Scholar Q&A


Meet Raymond

With little industry knowledge or previous experience of computer science, Raymond caught up fast during his Masters.

Originally from County Durham, Raymond studied engineering for his first degree, but eventually decided to focus on robotics and computer science during his Masters. The DeepMind Scholarship helped him feel more at home in the industry and introduced him to other students and skills to help him prepare for his career ahead.

Having a DeepMind mentor was also invaluable. Not only was he able to give me insight into the industry as a whole, he was able to help me think through what direction I wanted to go in my career."


Former DeepMind scholar

In conversation with Raymond


Tell us about your DeepMind Scholarship experience.

As the first in my family to pursue higher education or establish a career, I had very little access to knowledge or advice about entering the professional or academic world - which was pretty alienating. Though the scholarship programme, we were taught interview skills and had access to conferences and other members of the DeepMind team. It was way more helpful than I ever imagined.

Without the scholarship support I wouldn't have been able to complete my degree. Before receiving it, I calculated that the money required was far in excess of my family’s entire yearly income - and the postgraduate loan didn't even cover my tuition. I began commuting four hours a day to work at an internship to fund my degree, ultimately using all earnings for a fee deposit.

DeepMind’s financial support meant that I didn't have to work long hours outside of my degree, and I could focus entirely on my academic work and career progression. This resulted in me receiving a high distinction for my degree, publishing my dissertation project in a high-impact medical AI conference, and securing a job in my desired field. DeepMind’s support undoubtedly enabled me to achieve all of this.

What else did you do as part of the programme?

We went to the offices to meet the Founder and CEO of DeepMind, our mentors, as well as fellow Scholars from other universities. That’s another benefit - meeting and being able to speak with other people from similar groups. It was nice to get to know them since we were all going through a similar experience.

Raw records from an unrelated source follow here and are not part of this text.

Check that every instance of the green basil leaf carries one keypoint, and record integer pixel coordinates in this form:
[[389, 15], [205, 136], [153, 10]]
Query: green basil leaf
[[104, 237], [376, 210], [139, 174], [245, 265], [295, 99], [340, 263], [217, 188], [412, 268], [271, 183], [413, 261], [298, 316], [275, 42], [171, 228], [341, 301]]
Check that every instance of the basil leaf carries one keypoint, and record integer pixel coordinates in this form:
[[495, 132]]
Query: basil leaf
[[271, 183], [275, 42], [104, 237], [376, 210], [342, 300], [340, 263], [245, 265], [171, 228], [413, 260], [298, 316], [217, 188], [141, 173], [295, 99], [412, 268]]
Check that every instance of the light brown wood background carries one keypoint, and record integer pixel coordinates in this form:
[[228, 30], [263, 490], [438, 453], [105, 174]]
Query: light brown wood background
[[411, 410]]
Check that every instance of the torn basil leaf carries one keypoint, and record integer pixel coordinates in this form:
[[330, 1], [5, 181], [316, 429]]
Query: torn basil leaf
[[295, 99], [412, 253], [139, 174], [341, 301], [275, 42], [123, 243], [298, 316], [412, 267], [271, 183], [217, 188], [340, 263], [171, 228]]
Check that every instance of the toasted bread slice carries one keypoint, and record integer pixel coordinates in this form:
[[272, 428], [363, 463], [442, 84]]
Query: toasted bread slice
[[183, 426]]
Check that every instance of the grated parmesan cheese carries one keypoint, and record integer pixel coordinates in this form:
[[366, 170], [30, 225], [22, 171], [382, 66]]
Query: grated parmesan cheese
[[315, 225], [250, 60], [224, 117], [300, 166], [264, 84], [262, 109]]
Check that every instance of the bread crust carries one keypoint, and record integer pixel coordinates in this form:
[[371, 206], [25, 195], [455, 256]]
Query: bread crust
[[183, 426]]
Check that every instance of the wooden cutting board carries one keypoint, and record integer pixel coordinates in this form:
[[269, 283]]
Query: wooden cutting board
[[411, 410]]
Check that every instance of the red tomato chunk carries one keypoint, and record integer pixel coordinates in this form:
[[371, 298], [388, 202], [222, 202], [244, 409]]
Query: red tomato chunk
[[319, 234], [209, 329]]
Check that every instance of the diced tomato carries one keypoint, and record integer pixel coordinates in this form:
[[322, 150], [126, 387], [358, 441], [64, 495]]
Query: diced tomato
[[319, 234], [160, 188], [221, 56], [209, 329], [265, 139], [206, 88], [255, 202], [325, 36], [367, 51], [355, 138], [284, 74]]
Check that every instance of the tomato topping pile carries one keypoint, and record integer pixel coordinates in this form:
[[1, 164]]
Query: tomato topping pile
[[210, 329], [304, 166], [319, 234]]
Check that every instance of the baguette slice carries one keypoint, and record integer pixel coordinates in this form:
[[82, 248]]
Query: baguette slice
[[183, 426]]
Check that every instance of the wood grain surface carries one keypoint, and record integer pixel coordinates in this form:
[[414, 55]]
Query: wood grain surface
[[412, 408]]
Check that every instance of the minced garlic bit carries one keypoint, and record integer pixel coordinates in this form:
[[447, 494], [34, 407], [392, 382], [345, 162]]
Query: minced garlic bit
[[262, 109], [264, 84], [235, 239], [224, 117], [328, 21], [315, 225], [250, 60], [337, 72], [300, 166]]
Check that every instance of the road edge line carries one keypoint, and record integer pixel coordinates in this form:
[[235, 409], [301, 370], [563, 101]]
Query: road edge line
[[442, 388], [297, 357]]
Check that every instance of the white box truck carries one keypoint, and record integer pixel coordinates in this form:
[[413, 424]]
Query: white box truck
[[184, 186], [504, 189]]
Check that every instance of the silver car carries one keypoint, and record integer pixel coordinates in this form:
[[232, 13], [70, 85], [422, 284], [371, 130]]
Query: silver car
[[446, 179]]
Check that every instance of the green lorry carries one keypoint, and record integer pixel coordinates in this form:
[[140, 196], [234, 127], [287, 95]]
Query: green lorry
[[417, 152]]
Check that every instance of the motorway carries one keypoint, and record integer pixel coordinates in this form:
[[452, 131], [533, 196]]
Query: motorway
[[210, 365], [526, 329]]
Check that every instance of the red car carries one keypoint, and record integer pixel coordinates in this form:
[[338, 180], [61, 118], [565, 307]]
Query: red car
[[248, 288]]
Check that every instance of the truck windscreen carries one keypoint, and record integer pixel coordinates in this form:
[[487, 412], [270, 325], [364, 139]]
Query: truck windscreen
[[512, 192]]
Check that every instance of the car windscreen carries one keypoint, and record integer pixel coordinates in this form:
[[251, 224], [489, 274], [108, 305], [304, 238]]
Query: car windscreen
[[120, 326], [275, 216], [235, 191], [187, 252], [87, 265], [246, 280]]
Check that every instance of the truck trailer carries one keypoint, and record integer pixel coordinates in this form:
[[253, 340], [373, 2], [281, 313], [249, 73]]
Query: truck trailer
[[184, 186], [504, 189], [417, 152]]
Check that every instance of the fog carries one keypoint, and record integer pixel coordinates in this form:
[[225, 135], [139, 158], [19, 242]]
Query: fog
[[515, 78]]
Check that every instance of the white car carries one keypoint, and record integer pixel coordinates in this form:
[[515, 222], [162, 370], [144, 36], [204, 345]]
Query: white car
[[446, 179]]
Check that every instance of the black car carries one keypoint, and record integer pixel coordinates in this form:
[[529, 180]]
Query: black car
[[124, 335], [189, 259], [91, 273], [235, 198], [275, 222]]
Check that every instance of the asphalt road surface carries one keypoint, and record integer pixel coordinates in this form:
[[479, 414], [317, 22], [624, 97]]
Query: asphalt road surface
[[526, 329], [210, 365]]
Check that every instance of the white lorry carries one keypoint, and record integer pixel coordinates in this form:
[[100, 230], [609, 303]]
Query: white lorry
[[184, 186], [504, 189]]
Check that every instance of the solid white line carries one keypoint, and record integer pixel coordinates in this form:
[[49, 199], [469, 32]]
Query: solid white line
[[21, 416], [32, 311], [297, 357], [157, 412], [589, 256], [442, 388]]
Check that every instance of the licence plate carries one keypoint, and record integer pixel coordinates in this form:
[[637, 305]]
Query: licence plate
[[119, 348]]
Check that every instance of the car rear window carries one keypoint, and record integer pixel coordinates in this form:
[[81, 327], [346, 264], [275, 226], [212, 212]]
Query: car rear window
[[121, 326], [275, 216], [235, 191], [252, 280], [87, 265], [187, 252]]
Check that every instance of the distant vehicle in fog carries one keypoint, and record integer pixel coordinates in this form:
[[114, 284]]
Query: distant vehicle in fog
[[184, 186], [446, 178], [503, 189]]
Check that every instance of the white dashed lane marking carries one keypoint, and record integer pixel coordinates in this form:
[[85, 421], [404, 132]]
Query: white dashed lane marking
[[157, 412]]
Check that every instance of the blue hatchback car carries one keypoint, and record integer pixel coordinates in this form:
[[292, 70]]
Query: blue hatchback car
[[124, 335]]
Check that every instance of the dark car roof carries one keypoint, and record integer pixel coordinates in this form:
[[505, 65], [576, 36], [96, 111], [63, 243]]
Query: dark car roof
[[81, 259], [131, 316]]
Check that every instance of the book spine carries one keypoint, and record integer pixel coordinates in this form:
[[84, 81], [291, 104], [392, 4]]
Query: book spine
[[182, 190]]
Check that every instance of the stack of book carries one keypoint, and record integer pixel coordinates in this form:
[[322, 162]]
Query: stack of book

We also had a day at DeepMind that focused on computer science job interviews, which are very different to technical engineering interviews - I was very appreciative of the guidance. They enabled us to go to CogX which is one of the UK’s biggest AI conferences. Of course it was virtual this year, but it gave us a lot of insight into different industries - such as creative technologies that you don’t necessarily have access to by doing a computer-science based course.

How did having a mentor positively impact your studies? 

Having a DeepMind mentor was invaluable. Not only was he able to give me insight into the industry as a whole, he was able to help me think through what direction I wanted to go in my career. I used to think I was only interested in pursuing a future in research, but through conversations with my mentor and exposure at conferences, I started to equally consider applications of machine learning and computer science.

What are you doing now?

I am working as a Research and Development Software Engineer at a marketing agency which mainly focuses on augmented reality products. My work now heavily involves both research and application, including reading papers, theorising new products and creating data pipelines and machine learning models which will practically work on highly constrained platforms.

What is one piece of advice you would give new scholars?

Take advantage of what you’re given. Attend all of the interview days and speak with your mentor. Also, it's so useful to meet your fellow scholars. Some of them will be from a similar university, but if you’re like me and did your undergraduate studies at a different university, it’s a good way to get to know people and feel like you fit in.